How To Solve “Place The Best Reagent In Each Reaction Box” Problems
Reaction Box problems are quite difficult to solve. Here are some tips that might help you.
Step 1: Analysing the reaction
In this process, you’re supposed to observe the given reaction.
You can easily tell compounds are:
- Saturated or unsaturated
- Aliphatic or aromatic
Step 2: Count the number of carbons on both sides
The carbon number has to be reduced by one to find out if carbon numbers are decreased or increased.
Step 3: Figure out the IUPAC name of given compounds
It is better to write correctly the IUPAC name of both compounds and understand their behavior and type of reaction applied.

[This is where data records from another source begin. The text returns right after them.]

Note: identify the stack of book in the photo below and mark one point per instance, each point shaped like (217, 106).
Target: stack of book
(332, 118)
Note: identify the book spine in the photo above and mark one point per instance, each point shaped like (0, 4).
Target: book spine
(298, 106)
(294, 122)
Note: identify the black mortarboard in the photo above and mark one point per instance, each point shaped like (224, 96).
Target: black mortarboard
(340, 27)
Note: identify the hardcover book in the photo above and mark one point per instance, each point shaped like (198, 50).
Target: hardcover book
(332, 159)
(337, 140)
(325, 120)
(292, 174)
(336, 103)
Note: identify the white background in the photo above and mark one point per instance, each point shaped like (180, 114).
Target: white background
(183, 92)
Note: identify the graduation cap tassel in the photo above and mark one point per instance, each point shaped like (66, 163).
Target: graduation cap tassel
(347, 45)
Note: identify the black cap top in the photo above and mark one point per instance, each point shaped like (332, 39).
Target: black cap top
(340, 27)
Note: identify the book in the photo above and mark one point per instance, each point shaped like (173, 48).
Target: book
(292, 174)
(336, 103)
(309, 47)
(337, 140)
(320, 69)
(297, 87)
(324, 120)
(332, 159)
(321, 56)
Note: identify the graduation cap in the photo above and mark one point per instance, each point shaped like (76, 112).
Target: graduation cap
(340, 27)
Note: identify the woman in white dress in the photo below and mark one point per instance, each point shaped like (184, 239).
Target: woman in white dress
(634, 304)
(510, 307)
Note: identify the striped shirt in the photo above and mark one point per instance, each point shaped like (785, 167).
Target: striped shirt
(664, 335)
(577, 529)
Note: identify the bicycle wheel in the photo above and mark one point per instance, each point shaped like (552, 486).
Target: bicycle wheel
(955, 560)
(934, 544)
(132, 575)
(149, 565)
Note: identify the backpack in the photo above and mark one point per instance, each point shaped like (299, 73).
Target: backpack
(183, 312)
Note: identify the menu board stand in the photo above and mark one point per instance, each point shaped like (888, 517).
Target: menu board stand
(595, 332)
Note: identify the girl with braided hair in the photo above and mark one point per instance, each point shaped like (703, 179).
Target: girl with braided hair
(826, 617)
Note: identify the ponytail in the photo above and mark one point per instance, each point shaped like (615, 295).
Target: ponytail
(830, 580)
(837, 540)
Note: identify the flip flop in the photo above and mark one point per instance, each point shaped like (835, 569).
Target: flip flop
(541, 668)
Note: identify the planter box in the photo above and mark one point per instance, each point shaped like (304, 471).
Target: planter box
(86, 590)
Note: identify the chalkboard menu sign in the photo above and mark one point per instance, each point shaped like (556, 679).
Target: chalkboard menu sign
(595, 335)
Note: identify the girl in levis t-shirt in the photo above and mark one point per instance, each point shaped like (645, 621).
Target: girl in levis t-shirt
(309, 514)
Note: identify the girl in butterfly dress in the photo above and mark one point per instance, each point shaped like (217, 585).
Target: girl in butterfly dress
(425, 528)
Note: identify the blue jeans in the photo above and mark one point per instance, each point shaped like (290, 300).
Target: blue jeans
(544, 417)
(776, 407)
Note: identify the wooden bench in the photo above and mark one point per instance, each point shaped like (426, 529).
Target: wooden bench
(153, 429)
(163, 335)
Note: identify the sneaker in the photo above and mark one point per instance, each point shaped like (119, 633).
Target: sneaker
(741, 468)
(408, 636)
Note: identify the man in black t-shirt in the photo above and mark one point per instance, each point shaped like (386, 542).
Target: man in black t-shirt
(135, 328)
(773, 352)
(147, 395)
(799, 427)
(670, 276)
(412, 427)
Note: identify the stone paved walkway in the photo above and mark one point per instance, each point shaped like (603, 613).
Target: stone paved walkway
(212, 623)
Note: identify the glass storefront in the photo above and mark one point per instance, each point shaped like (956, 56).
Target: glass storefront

Step 4: Choose the best reagent and conditions
The most difficult steps are choosing the best reagent and conditions for this problem.
It’s important to understand the steps to take to achieve your Amazon business goals.
Simply by focusing on the given reagents and conditions, and figuring out what they are.
- Oxidizing and reducing agents
- Acidic and basic reagents ( If a molecule has more than one acidic proton then we should know which one will be abstracted first )
Step 5: Know basic named reactions types
To convert an organic compound into its other form you need to know about the various types of reactions and the compounds involved in the reaction.
Here are some of the most common named reactions that people use, such as:
- Halogenation (Eg. Hoffmann Bromination)
- Oxidation and reduction
- Carboxylation and Alkyl Cyanide formation ( It can be used if you want to increase carbon numbers.)
- Hunsdiecker reaction and iodoform preparation (used if you want to reduce carbon numbers)
These are some additional famous reaction types methods:
- Markovnikov and Anti-Markovnikov methods
- Heinsberg’s method
- Grignard’s method
- Functional group rearrangements
Based on the above five steps, we have some different types of reactions for the problem “In Each Reaction Box, Place The Best Reagent And Conditions From The List Below” which will definitely clear all your doubts and you will be master in such problems.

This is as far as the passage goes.